El personal de la Academia de Artes de San Agustín llegó al auditorio a las 17:00 en punto. Encontraron a una de las mejores flautistas de la academia tirada en el suelo con una bolsa en su cabeza. Cancelaron inmediatamente el recital y lo reprogramaron para el veintitrés de junio.
Helena se sentía como una completa estúpida. Había guardado la llave en su zapato, pero sus piernas temblorosas no la dejaron sentirlas. Solamente cuando se tranquilizó pudo recordar dónde estaban. Por su culpa su amiga estaba muerta, y no había forma de aliviar aquella pena. Ella faltó al recital, y en sus años siguientes faltaría a todos los demás recitales de la academia. Los padres de Lucía le pidieron que tocara una canción para su funeral, y ella sabía cuál canción tocar.

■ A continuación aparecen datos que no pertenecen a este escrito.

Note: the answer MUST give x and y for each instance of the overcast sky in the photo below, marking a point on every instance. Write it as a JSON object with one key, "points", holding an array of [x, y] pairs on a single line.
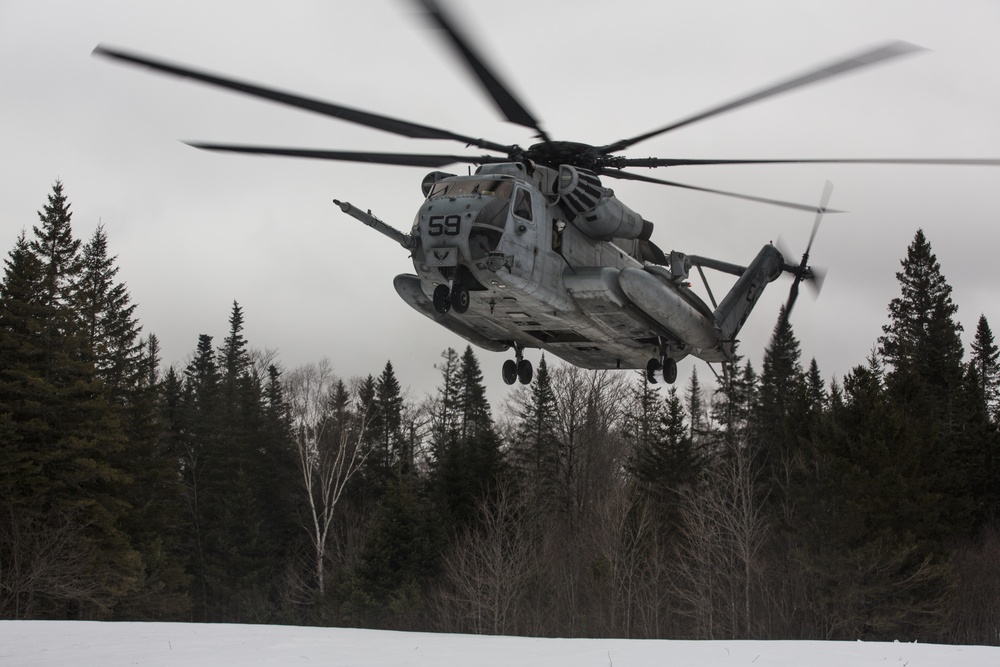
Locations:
{"points": [[194, 230]]}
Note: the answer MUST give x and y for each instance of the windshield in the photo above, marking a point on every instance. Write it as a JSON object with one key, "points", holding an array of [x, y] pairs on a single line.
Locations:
{"points": [[491, 187]]}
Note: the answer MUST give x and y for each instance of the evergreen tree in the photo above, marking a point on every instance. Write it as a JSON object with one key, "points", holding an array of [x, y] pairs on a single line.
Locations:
{"points": [[665, 462], [59, 252], [109, 326], [926, 383], [781, 398], [467, 459], [693, 400], [536, 446], [61, 436], [986, 364], [734, 402], [385, 423]]}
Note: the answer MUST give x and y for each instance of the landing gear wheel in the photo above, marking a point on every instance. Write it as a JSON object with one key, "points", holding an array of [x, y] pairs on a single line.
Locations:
{"points": [[652, 366], [442, 299], [510, 371], [460, 298], [524, 371], [669, 371]]}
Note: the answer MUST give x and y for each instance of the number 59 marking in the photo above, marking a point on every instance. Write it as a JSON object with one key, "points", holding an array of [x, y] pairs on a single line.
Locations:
{"points": [[447, 225]]}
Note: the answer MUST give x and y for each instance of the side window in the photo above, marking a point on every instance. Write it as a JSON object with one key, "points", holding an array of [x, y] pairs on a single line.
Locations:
{"points": [[522, 204]]}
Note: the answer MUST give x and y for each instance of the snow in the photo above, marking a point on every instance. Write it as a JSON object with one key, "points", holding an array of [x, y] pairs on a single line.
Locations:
{"points": [[86, 644]]}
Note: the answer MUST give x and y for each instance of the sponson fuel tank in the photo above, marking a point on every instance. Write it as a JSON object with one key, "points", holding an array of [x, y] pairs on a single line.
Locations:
{"points": [[660, 300]]}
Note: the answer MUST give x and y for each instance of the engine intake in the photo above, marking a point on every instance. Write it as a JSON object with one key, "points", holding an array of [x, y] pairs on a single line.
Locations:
{"points": [[595, 209]]}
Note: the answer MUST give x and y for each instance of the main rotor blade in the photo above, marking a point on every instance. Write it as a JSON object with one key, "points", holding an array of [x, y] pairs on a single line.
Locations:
{"points": [[403, 159], [511, 108], [823, 201], [629, 176], [835, 68], [385, 123], [652, 162]]}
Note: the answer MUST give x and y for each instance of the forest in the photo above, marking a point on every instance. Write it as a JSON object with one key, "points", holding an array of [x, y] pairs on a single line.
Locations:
{"points": [[773, 504]]}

En la iglesia mucha gente lloraba por la partida de aquella dulce joven de diecisiete años, que tenía un futuro brillante como flautista. El padre dio un sermón acerca del suicidio, cosa que molestó a sus padres, pues sabían que Lucía jamás haría una cosa así, pero así lo dictaminó la policía. Cuando el padre finalizó, Helena tocó "Yesterday". En su cabeza contaba el tiempo para que fuera perfecto, como lo quería su amiga. Al terminar, dijo en voz baja 2:43, y cuando alzó su mirada vio a Lucía. Tenía una bolsa en su cabeza, y susurró: tú también deberías estar muerta. Helena se paralizó del miedo al escuchar esas palabras, y fue entonces que sintió -finalmente- la sangre de su cuello acumularse. Los presentes en el funeral sólo vieron como la joven de dieciséis años chocó su cabeza contra las teclas del piano, y luego cayó al suelo.